Une mode très « assumée »

À l’autre bout de l’autoroute 20, Sophie Cadorette voit elle aussi arriver la tendance. Elle est propriétaire du salon de coiffure Imagin’hair, à Lévis, et d’une école de coiffure privée. Et depuis trois ans, dit-elle, les examens de permanente des élèves se font à 80 % sur de jeunes garçons.

Alors qu’elle faisait naguère trois permanentes par année, Sophie Cadorette a vu passer jusqu’à trois clients par semaine il y a un an, un an et demi. « Les garçons arrivaient en salon et, sans trop savoir comment ça se faisait, ils demandaient “la coupe frisée”, relate-t-elle en riant. On ne peut pas vraiment les couper frisé, mais on peut les faire friser ! » Encore à Noël, dit-elle, son équipe a posé des bigoudis à une douzaine d’adolescents.
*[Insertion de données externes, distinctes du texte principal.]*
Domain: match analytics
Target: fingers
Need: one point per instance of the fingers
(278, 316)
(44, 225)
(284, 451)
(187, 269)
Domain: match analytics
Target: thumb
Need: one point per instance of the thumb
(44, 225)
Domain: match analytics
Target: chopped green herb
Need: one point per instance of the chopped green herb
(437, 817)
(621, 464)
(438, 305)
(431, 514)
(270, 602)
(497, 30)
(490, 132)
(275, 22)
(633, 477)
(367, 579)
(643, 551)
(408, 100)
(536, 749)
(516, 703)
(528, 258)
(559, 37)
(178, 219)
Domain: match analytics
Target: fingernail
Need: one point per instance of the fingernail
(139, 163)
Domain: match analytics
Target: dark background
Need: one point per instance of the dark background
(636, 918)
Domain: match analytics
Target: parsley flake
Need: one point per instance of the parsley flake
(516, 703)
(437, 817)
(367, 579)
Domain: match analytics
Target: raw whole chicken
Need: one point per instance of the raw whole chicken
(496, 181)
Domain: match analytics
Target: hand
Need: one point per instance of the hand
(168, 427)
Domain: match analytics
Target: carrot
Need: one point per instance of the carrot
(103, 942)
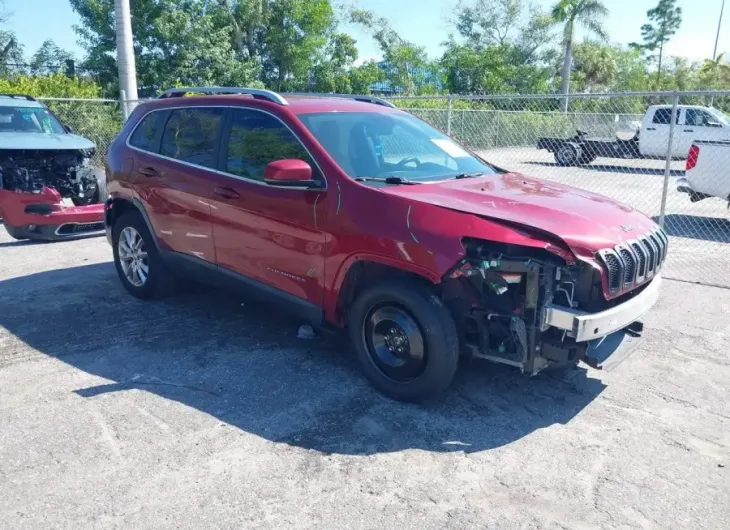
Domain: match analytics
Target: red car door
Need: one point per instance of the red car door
(176, 180)
(267, 233)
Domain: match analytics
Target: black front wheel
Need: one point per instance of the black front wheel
(406, 340)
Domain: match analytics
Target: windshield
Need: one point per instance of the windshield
(29, 119)
(720, 116)
(371, 144)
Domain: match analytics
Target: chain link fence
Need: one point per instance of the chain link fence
(629, 147)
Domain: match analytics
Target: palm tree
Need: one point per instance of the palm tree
(590, 14)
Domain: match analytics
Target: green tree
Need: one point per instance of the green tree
(588, 13)
(715, 74)
(363, 76)
(11, 51)
(490, 70)
(484, 23)
(175, 42)
(664, 21)
(595, 66)
(49, 58)
(405, 60)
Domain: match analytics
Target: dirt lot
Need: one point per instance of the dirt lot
(201, 412)
(700, 232)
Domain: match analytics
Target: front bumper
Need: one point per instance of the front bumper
(583, 326)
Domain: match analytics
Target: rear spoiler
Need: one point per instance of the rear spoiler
(711, 142)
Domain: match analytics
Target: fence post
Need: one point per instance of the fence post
(449, 112)
(123, 103)
(496, 132)
(668, 163)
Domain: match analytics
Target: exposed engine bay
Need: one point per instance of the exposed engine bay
(68, 171)
(498, 294)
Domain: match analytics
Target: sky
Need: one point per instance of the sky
(425, 22)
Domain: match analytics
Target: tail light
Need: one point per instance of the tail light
(694, 154)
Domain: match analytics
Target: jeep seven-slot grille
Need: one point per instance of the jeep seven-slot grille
(632, 264)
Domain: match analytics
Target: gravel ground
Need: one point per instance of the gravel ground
(699, 232)
(206, 411)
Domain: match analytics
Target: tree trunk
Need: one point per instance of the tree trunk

PHOTOS TIRÉES DU COMPTE TIKTOK @JOEYGRACEFFA

Sur TikTok, de jeunes hommes publient des vidéos de leur permanente.

C’est très assumé. Je pensais qu’ils allaient se trouver drôles avec les rouleaux sur la tête, mais non, c’est sérieux. Les garçons, ils se trouvent beaux.

Sophie Cadorette, propriétaire du salon de coiffure Imagin’hair

Elle aussi, elle les trouve beaux : « Ça donne des looks plus soignés », dit-elle, soulignant que les boucles sont plus relâchées qu’elles ne l’étaient dans les années 1980.

Sophie Cadorette sourit en pensant à son enfance. Sa sœur et elle avaient aussi une permanente au milieu des années 1980, et une coupe assez semblable, d’ailleurs. « C’est la preuve qu’on ne réinvente rien ! », dit celle qui est néanmoins charmée par ce retour. « C’est le fun, pour les gars, d’avoir une tendance qui leur est propre », conclut-elle.